A Europa do nosso desassossego
Quando falamos hoje de diversidade cultural falamos de quê e de quem?
A chanceler alemã Angela Merkel lamentou recentemente que a Europa, com 500 milhões de habitantes, não consiga absorver e integrar um milhão de refugiados provenientes das zonas de guerra do Médio Oriente. É verdade e também é rigorosamente verdade que este fenómeno se está a converter num dos mais preocupantes sintomas de uma crise que pode vir a representar o fim do sonho de uma Europa unida, convergente e solidária. A actual crise política e social que tende a transformar fronteiras em muros e os muros em barreiras de incomunicabilidade e de ausência de solidariedade é sinónimo de afastamento e de ausência de vontades comuns e complementares, o que também coincide com significativos ganhos eleitorais da direita sobretudo em países do Leste.

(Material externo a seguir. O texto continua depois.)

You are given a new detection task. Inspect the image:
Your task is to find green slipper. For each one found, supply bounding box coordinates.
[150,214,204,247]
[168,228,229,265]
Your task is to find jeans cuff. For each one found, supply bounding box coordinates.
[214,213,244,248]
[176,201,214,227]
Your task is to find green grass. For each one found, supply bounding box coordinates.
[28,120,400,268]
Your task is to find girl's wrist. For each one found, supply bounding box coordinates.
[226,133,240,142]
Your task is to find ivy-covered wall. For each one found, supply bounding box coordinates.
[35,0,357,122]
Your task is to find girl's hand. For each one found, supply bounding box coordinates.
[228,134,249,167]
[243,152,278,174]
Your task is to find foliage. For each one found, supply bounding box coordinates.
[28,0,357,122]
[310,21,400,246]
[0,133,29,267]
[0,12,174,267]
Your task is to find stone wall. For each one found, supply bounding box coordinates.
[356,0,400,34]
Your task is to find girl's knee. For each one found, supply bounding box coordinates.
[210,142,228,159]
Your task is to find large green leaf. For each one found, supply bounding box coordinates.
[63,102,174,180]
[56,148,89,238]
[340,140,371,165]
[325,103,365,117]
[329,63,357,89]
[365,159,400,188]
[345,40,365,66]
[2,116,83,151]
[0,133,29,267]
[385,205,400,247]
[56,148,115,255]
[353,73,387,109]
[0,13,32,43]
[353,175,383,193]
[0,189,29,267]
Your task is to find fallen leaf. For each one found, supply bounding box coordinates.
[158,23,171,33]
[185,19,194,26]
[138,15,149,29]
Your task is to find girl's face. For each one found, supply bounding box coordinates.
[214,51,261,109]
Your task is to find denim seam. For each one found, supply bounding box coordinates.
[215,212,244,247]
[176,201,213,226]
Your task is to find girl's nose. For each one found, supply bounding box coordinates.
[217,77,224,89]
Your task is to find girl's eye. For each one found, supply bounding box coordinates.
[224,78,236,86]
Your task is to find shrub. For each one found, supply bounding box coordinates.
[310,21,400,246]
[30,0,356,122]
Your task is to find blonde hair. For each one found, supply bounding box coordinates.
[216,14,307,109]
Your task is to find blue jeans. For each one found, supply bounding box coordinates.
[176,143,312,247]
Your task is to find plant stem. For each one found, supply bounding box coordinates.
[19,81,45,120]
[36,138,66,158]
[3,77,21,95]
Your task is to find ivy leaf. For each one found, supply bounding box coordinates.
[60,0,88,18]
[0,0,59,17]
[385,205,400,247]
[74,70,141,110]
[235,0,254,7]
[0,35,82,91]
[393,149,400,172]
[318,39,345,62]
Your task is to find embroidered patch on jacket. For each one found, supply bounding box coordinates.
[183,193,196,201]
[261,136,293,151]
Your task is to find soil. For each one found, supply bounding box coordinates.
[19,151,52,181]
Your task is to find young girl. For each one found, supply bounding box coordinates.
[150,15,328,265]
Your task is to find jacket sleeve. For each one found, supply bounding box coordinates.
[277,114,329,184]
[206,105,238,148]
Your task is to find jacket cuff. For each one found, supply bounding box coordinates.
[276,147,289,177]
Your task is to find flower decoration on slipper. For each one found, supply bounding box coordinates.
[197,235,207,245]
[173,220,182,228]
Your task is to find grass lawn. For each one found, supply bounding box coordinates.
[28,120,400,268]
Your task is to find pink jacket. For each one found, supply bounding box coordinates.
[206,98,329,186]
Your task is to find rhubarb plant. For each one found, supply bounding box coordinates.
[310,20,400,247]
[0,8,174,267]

Em 2011 era já notado que alguns anos após a adopção da Convenção da UNESCO sobre a protecção e a promoção da diversidade das expressões culturais a consagração do princípio que confirma e consagra o direito soberano de formular e aplicar as suas políticas culturais, constante dos artigos 5º e 6º desse documento, tinha deixado de ter relevância política, designadamente como resultado da dimensão da crise que atinge a Europa e o mundo. Essa crise continua a pôr em causa o paradigma e a tradição europeus de investimento público na cultura.

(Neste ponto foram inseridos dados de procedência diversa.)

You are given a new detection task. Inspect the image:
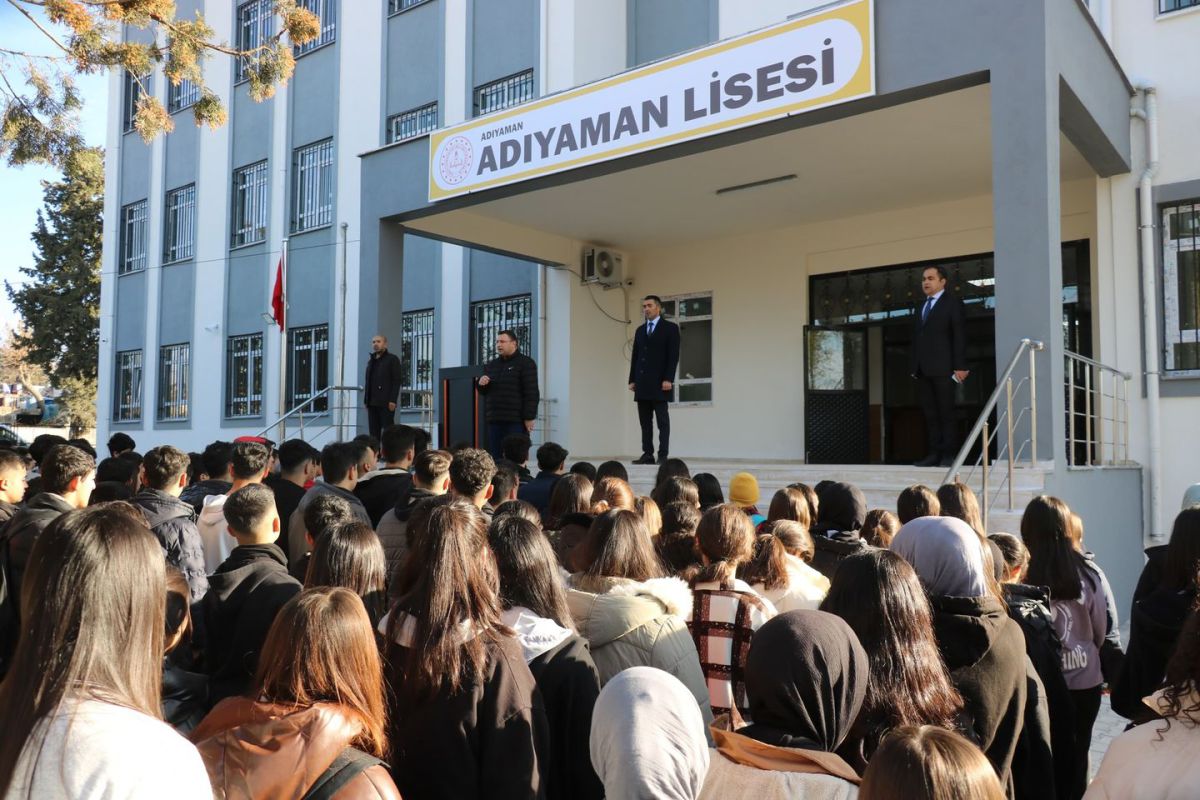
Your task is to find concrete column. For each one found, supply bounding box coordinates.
[991,65,1066,464]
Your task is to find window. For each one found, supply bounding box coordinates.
[167,78,200,114]
[292,139,334,233]
[230,161,266,247]
[470,295,533,365]
[475,70,533,116]
[116,200,148,275]
[162,184,196,264]
[226,333,263,417]
[234,0,275,83]
[295,0,337,55]
[1158,0,1200,14]
[158,344,192,420]
[400,308,433,408]
[662,293,713,403]
[121,71,150,133]
[288,325,329,411]
[1163,198,1200,372]
[388,103,438,143]
[113,350,142,422]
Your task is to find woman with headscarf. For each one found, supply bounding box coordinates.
[590,667,709,800]
[810,481,868,581]
[892,517,1032,796]
[701,610,870,800]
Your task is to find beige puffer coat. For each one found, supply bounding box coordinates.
[566,573,713,727]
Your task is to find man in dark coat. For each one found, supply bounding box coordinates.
[629,295,679,464]
[912,266,970,467]
[362,333,401,439]
[475,331,541,458]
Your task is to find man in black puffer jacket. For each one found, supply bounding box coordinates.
[475,331,540,458]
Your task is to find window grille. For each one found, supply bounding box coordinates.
[234,0,275,83]
[167,78,200,114]
[158,344,192,420]
[113,350,142,422]
[292,139,334,233]
[657,291,713,403]
[295,0,337,55]
[288,325,329,411]
[388,103,438,143]
[470,295,533,365]
[400,308,433,408]
[162,184,196,264]
[230,161,266,247]
[116,200,149,275]
[475,70,534,116]
[226,333,263,417]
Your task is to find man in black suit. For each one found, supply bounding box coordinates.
[629,295,679,464]
[362,333,400,440]
[912,266,968,467]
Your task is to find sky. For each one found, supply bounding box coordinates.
[0,1,108,330]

Em 2008, a despesa pública do Estado Português per capita rondava os 19 euros, a Grécia os 32, a Alemanha os 100 e a Noruega os 440. Por sua vez a Irlanda tinha, nesse ano, uma despesa de 52, 46 euros com cada cidadão e a Hungria uma despesa da ordem dos 73,12. Entretanto, alteraram-se os valores e as próprias condições de equilíbrio político dentro na União Europeia com uma acentuada e e preocupante tendência para se investir menos em cultura, incluindo a área fundamental do património.
Entre 2009 e 2011 houve países como a Alemanha, a França, a Finlândia, Malta, a Estónia, a Eslovénia e a Bélgica que mantiveram ou reforçaram o investimento no sector cultural, outros como a Áustria, a Hungria ou Chipre que conservaram o seu nível médio e outros, com Portugal incluído, que entraram num acentuado e imparável ciclo de cortes. No caso finlandês o aumento das receitas provenientes da lotaria permitiu reforçar o investimento na cultura e a Alemanha, mesmo num contexto de crise, chegou a aumentar, nesse período, em 2% o seu investimento na cultural.
Estes números referem-se a um período em que a magnitude da crise não era a que hoje conhecemos, designadamente porque o ciclo da entrada dos migrantes/ refugiados no continente muito se agravou entretanto. Falar de cultura é também, falar de cidadania. Mas é importante saber em que medida a vida cultural pode contribuir para reforçar a firmeza solidária de populações que não gostam de abrir as portas a quem vem de longe, dos territórios destroçados pela guerra, pelo fogo, pela miséria e pela intolerância religiosa e política.
Políticos europeus passaram anos a afirmar que a cultura é essencial para a construção de uma verdadeira e sustentável identidade europeia, apesar da diversidade linguística e política. Em 2004, o senador checo Jose Jarab afirmava na conferência “Novas Fronteiras para a Europa, na Fundação Gulbenkian, em Lisboa, que “se a cultura não for a chave da vida na União Europeia, o processo de integração europeia não chegará à maturidade”. Resta saber o que fazem hoje os criadores culturais checos, gregos e outros para que o seu trabalho criador e interpretativo ajude a Europa a conhecer-se melhor e os Europeus a sentirem segurança e solidez bastantes para defenderem o acolhimento dos que chegam de longe com outras ideias, outras filiações políticas e religiosas e sobretudo com uma diferente visão do mundo.
Mesmo tendo em conta a importância do Programa Europa Criativa com um orçamento de 1460 milhões de euros para o período de 2014-2020, tendo com o objectivo salvaguardar e promover a diversidade cultural, contribuir para o crescimento inteligente e alargar o acesso a novos públicos e mercados internacionais, bem como promover o desenvolvimento económico, é urgente que se saiba o que a cultura está dar à Europa e aos Europeus de forma a torná-los mais receptivos, solidários e intervenientes no plano da cidadania. A crise em curso também a este nível deixou marcas e contribuiu para que 500 milhões não estejam a ser capazes de acolher e integrar um milhão. Esse milhão é a diferença, o desafio, a dor que abre a ferida e que coloca perguntas para as quais nem Bruxelas nem Berlim têm respostas e, pela certa, Budapeste, Varsóvia e Praga ainda menos. Quando falamos hoje de diversidade cultural falamos de quê e de quem, neste continente que foi e é de Shakespeare, Ibsen, Cervantes, Pessoa, Strindberg, Mozart ou Nietzsche? Falamos de nós e de que futuro, tendo como cenário vital a insustentável incerteza deste tempo de desencontro e dúvida? Não há livro do desassossego, e dos desassossegos, que abarque tamanha inquietação.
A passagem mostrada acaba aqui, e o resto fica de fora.